AI Can Recognize Thyroid Nodules That Are Very Unlikely To Be Cancerous 

CU Cancer Center member Nikita Pozdeyev, MD, is using machine learning to differentiate between cancerous and benign nodules. 

minute read.

Written by Greg Glasgow on July 8, 2022

Artificial intelligence (AI) can be used to reduce the number of biopsies of benign thyroid nodules, according to new research from University of Colorado Cancer Center member Nikita Pozdeyev, MD. 

“Thyroid nodules are very common. If you look at the thyroids of female patients above 60 years old, more than half of them will have some abnormalities on ultrasound,” says Pozdeyev, an assistant professor of biomedical informatics in the CU School of Medicine. “In our endocrine practice, it's a very common task to review thyroid ultrasound findings and decide which nodules are potentially cancerous and need to be biopsied, and which nodules are likely to be benign and can be watched.” 

But only 5% to 15% of biopsied nodules turn out to be cancerous, Pozdeyev says. That’s why, when he worked at the University of Washington, he started looking for a more accurate way to determine which nodules are unlikely to be cancerous and do not need a biopsy. He began to investigate the effectiveness of machine learning on the problem, building an artificial neural network to analyze thousands of ultrasound images of thyroid nodules, both cancerous and benign, and learn their visual characteristics. Once the computer finished its learning cycle, it was able to examine new ultrasound images and determine if they are likely to be cancerous or benign. AI identified that some nodules have such a low risk of being cancerous that observation can be used instead of proceeding with invasive biopsy.  

“You need to train it well, but once it works, it works,” Pozdeyev says of the AI program. “It doesn't have the flexibility that human providers have, where we can recognize special cases; it only does what it's trained for. But it does it well, and it does it consistently.” 

High success rate 

Pozdeyev used 30,000 images from 621 thyroid nodules to train the machine-learning model that classifies thyroid nodules as “cancer” or “no cancer.” The AI-based model achieved a sensitivity (ability to not miss cancer) of 97%, and a specificity (ability to correctly identify a cancer) of 61%.  
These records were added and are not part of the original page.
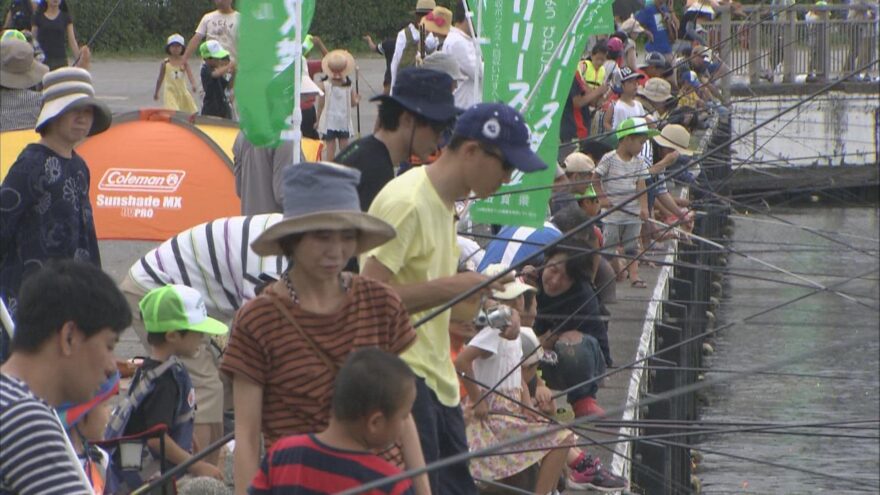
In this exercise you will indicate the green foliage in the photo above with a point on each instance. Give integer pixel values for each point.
(136, 25)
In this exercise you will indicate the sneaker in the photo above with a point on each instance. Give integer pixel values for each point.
(588, 407)
(589, 474)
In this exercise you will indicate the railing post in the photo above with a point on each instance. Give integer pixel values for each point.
(755, 63)
(727, 30)
(789, 50)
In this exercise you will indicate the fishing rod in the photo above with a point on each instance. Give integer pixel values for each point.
(664, 396)
(98, 31)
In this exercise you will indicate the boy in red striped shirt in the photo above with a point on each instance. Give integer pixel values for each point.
(373, 395)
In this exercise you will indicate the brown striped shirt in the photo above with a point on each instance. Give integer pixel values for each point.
(297, 386)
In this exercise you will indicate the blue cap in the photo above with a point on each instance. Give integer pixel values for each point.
(502, 126)
(424, 92)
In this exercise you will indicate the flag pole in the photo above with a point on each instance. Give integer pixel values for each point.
(296, 120)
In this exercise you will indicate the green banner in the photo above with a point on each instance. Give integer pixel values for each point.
(264, 81)
(520, 38)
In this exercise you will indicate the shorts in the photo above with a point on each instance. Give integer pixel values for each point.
(334, 134)
(203, 368)
(622, 234)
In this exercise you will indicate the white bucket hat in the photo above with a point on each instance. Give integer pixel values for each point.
(69, 88)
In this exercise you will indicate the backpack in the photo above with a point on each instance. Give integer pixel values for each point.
(120, 479)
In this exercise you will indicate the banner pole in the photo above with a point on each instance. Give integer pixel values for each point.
(296, 120)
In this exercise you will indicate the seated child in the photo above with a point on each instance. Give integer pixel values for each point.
(372, 397)
(161, 392)
(84, 424)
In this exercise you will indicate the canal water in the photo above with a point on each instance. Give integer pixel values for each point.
(813, 323)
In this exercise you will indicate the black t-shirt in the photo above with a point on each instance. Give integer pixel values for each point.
(552, 311)
(160, 406)
(371, 157)
(52, 34)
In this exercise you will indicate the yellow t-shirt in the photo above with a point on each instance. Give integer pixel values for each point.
(425, 249)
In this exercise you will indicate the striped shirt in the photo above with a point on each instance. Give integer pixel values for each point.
(297, 386)
(302, 465)
(214, 258)
(34, 457)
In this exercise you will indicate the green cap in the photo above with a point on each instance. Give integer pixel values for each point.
(635, 126)
(13, 34)
(590, 193)
(177, 307)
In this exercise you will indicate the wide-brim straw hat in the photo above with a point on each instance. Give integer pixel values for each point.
(18, 68)
(70, 88)
(656, 89)
(676, 137)
(438, 21)
(335, 59)
(322, 196)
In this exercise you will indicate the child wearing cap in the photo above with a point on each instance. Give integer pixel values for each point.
(172, 71)
(372, 398)
(176, 321)
(216, 75)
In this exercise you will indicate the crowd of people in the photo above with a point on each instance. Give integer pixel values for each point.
(319, 318)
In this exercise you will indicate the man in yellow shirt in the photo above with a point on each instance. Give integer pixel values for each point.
(489, 141)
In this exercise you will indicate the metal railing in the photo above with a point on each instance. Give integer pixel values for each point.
(819, 43)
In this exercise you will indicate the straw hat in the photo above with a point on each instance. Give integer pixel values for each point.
(676, 137)
(438, 21)
(579, 163)
(69, 88)
(18, 68)
(425, 6)
(656, 89)
(338, 61)
(322, 196)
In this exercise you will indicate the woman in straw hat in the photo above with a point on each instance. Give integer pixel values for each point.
(46, 210)
(334, 106)
(287, 345)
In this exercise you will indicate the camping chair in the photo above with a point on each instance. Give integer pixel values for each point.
(130, 454)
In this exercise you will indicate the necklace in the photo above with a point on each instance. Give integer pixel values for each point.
(344, 284)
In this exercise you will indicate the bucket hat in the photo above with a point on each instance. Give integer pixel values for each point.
(18, 68)
(438, 21)
(322, 196)
(69, 88)
(676, 137)
(338, 61)
(500, 125)
(424, 92)
(178, 307)
(578, 162)
(445, 63)
(425, 6)
(656, 89)
(634, 126)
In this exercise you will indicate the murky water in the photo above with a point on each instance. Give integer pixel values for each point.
(814, 323)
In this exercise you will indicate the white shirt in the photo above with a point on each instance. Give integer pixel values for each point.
(221, 27)
(506, 355)
(431, 44)
(461, 47)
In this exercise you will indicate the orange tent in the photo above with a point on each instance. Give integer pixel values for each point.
(154, 173)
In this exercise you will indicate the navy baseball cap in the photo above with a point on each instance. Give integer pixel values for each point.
(502, 126)
(424, 92)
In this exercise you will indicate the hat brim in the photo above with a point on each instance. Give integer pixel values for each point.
(372, 232)
(209, 326)
(662, 141)
(436, 112)
(23, 80)
(102, 119)
(523, 158)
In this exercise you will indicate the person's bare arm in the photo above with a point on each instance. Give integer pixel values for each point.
(248, 403)
(425, 295)
(411, 448)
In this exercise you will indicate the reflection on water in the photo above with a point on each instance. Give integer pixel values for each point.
(812, 323)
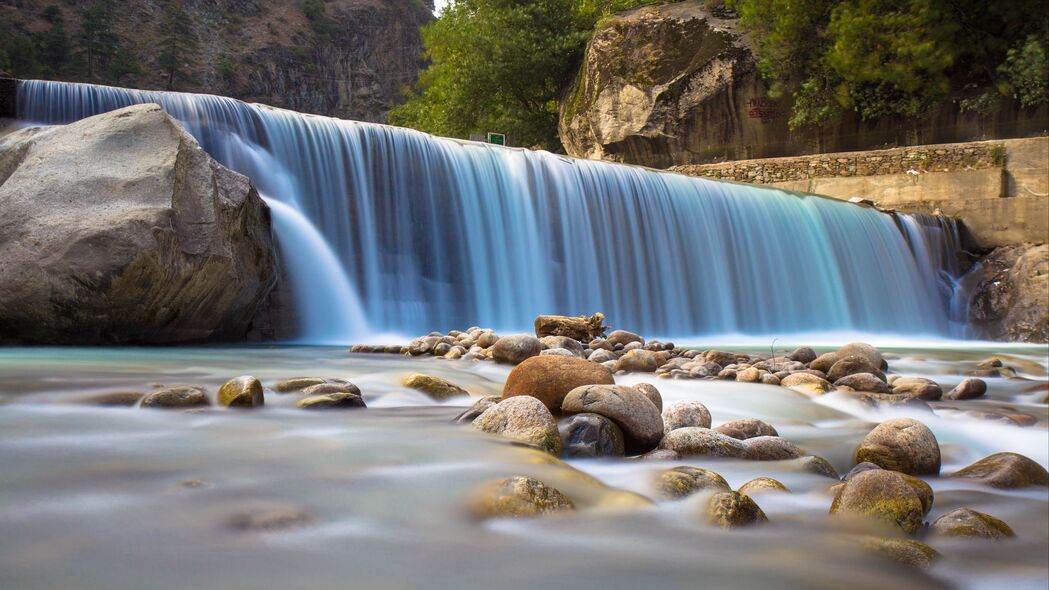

“This study demonstrates that the ultrasound-based AI classifier of thyroid nodules achieves sensitivity comparable to that of thyroid biopsy with fine needle aspiration,” says Pozdeyev, who presented his research in June at the Endocrine Society’s ENDO 2022 thyroid health news conference. 

Issues of cost, expertise, convenience 

A reduction in unnecessary biopsies, Pozdeyev says, means a reduction in a procedure that, while it isn’t usually dangerous, can be inconvenient, uncomfortable, and expensive for patients. There is no standard screening for thyroid cancer, so in most patients the tumors are discovered incidentally — say during a CT scan after a car accident looking for a neck injury. The patient is sent first for an ultrasound, then to a radiologist or endocrinologist for the biopsy, which is performed as an outpatient procedure. 

“In the United States, we do roughly about half a million of these procedures each year,” he says. “The problem is that the interpretation of the ultrasound is operator-dependent. It requires skill. Highly trained radiologists or endocrinologists will recognize benign or suspicious features on the ultrasound very well, but that's not always the case in the community, where suspicious features get overemphasized. So we end up doing a lot more fine-needle aspiration biopsies.”  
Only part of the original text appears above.